The Fed and Central Banks around the world cut interest rates.Beyond the symbolic, the practical effect is that borrowing costs go down and can be lent at higher rates so the "yield curve" is steeper and that could improve bank profitability. This is another in the string of actions taken by the Fed to improve liquidity.
Yesterday's move to buy commercial paper directly is designed to thaw the credit markets. Ordinarily, about 40% of commercial paper is 1-4 days in maturity. It is now almost 80% and that is no way to finance a business. The Fed's offer covers most issuers and is up to 90 days in maturity which helps a business plan its finances.
Yesterdays auction conducted under the Term Auction Facility -TAF- saw $139 billion of the $150 billion offered subscribed for. This is the first time the auction was undersubscribed. It was the largest auction- they started at $40 billion originally- and it can be seen as a sign as to how much money the system needs. This facility goes to $900 billion by the end of the year and if one weeks auction is indicative, the $900 might be more than enough.

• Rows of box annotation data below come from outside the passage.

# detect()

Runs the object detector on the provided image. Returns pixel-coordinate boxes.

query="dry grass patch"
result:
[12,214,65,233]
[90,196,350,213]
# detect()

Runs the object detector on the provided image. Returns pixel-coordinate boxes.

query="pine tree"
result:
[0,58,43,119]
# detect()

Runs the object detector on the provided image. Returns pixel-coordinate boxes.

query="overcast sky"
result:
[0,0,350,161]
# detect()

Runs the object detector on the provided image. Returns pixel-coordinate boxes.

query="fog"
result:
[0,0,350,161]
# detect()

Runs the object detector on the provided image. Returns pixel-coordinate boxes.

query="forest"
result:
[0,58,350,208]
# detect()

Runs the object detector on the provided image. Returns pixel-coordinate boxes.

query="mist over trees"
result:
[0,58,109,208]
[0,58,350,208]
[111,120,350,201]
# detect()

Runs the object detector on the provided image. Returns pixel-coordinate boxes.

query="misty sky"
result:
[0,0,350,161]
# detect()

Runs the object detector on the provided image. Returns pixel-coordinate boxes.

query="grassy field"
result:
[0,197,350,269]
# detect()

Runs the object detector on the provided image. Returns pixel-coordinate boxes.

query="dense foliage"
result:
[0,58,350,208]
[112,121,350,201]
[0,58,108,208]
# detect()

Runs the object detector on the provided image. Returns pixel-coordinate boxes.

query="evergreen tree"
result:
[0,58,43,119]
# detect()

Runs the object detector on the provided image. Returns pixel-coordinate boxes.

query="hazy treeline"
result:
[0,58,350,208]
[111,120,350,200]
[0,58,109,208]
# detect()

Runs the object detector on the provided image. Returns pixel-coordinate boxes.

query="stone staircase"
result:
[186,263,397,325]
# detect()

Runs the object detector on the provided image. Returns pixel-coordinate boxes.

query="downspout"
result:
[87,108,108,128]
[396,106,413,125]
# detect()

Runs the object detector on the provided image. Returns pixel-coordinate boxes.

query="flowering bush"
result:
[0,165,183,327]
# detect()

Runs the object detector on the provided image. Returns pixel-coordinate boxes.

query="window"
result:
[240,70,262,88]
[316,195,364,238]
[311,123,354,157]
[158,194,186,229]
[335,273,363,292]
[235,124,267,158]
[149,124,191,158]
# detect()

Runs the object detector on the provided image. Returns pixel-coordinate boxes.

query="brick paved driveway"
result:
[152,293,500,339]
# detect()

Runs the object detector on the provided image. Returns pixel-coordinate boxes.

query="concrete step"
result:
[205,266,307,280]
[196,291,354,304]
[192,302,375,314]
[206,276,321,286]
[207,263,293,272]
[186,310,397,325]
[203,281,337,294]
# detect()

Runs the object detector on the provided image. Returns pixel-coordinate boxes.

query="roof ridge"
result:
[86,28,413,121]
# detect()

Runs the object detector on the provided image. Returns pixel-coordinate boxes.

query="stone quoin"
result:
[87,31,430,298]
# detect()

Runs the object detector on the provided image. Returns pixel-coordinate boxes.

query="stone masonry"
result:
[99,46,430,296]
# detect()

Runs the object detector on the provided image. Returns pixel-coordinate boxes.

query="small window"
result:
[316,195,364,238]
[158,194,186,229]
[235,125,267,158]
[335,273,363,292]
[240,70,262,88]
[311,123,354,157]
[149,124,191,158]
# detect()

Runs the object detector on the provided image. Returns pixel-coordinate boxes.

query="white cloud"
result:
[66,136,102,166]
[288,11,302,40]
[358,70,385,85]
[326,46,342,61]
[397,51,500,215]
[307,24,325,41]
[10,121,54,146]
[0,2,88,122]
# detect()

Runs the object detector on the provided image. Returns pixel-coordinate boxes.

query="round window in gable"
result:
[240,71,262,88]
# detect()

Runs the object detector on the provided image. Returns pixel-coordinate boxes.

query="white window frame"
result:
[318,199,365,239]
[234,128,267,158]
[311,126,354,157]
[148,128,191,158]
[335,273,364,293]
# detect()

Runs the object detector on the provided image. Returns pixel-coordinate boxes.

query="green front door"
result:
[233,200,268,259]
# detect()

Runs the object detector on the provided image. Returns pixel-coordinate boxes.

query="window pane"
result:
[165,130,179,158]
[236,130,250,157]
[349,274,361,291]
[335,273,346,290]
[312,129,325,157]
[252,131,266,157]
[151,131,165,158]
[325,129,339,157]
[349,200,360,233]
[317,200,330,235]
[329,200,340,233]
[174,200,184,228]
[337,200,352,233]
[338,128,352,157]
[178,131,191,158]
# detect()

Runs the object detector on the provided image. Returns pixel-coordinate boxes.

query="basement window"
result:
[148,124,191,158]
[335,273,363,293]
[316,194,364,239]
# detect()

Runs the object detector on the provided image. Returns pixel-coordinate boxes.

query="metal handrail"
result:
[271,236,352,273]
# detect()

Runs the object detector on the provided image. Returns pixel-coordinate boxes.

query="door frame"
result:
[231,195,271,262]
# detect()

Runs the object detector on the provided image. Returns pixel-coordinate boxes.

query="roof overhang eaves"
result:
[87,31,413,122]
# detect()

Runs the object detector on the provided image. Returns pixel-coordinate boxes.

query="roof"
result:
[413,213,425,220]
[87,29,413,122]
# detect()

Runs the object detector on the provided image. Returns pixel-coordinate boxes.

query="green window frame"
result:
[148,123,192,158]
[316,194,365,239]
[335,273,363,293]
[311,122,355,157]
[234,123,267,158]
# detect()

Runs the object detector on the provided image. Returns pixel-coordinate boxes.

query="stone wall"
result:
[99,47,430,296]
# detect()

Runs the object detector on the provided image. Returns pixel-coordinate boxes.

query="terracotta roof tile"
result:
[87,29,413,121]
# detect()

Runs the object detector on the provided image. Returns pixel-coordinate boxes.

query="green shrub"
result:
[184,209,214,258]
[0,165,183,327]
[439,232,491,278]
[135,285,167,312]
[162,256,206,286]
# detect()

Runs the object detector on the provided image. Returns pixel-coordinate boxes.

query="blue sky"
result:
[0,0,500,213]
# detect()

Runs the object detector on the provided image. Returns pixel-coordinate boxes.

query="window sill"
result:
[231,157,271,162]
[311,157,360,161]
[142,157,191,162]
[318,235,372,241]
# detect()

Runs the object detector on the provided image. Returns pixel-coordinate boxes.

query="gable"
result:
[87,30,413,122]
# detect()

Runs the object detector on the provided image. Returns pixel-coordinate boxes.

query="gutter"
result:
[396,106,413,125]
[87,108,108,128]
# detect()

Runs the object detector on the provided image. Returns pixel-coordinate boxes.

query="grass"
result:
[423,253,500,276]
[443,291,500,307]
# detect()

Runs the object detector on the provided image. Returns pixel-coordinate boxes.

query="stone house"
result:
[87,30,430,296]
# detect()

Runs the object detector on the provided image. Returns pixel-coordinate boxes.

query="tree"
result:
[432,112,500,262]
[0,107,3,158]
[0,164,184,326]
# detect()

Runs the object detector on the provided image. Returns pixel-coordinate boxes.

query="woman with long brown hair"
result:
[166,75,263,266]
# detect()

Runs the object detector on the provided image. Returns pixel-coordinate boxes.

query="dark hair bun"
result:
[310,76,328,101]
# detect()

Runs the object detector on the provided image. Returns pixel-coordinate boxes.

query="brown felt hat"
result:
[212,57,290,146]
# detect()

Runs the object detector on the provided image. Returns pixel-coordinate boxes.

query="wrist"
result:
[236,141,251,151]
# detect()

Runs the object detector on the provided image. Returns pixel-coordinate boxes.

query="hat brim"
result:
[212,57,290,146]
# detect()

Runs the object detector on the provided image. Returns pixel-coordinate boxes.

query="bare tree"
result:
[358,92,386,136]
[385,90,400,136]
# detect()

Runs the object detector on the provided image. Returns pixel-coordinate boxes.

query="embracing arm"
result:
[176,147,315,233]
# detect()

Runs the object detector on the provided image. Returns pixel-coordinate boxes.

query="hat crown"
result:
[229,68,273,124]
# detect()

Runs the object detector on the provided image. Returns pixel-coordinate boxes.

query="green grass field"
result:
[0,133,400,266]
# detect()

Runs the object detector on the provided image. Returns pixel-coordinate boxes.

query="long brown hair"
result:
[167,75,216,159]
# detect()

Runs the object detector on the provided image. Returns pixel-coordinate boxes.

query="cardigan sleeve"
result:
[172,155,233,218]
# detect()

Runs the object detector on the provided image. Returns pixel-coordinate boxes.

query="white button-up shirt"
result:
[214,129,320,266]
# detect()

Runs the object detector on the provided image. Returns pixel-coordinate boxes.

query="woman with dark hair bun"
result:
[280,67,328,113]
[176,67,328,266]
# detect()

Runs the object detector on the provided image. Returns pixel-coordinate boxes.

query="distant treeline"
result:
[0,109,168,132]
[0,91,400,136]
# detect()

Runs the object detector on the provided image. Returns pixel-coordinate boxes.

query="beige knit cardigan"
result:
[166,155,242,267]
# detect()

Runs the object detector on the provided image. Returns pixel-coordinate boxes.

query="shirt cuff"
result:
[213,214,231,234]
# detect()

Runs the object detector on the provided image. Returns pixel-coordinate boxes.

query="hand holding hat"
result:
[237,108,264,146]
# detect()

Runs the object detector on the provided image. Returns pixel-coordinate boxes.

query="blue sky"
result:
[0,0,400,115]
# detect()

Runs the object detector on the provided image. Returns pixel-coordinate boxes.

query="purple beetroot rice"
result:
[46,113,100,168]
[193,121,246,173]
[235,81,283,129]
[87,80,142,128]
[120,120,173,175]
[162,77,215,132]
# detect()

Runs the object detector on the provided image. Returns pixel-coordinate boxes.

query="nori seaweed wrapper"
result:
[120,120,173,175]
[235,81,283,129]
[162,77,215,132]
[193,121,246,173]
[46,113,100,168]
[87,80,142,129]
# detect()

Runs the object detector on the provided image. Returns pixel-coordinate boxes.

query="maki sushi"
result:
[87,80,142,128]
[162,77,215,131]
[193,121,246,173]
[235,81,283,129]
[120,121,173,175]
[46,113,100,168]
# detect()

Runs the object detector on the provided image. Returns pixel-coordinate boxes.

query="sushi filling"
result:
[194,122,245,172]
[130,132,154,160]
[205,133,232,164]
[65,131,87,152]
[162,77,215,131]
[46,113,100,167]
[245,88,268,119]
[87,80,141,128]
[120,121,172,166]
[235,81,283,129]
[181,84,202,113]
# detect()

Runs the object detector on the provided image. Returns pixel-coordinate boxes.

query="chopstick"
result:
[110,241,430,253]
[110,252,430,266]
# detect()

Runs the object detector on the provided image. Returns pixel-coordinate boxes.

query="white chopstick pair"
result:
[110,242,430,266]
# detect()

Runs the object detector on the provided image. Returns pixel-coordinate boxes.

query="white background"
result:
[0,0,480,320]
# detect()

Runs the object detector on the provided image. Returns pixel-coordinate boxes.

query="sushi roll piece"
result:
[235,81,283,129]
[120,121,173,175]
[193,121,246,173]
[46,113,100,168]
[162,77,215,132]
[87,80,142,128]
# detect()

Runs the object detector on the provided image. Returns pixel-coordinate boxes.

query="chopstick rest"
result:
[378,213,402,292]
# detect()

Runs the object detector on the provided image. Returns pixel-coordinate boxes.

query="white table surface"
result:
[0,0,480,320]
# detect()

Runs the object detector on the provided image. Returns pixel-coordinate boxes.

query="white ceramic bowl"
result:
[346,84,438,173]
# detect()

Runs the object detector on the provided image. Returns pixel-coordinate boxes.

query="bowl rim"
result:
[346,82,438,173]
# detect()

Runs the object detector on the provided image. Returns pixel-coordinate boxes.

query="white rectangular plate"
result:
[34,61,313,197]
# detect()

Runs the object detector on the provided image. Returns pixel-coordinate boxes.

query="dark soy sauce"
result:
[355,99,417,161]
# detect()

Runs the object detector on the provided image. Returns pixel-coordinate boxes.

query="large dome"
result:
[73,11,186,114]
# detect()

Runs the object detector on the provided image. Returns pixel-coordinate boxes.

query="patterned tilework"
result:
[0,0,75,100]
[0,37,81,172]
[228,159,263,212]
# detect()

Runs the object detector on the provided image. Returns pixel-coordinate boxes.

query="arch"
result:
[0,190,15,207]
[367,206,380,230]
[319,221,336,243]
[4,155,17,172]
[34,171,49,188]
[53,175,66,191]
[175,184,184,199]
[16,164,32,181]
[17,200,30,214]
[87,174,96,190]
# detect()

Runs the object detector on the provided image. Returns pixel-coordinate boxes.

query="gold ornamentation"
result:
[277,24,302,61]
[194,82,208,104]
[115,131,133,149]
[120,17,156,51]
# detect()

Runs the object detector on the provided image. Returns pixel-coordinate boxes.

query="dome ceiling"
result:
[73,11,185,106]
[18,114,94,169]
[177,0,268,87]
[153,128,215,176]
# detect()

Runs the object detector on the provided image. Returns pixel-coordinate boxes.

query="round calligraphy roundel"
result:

Barney Frank and Ben Bernanke have both indicated that the rescue plan agreed to by Congress--the Troubled Asset Relief Plan or TARP--can be used to make direct investments into financial institutions. In addition to buying the troubled loans, this might be the best action to reliquify the banking system. The other move left would be for the Fed to guarantee interbank transactions. These might be necessary steps to end the crisis.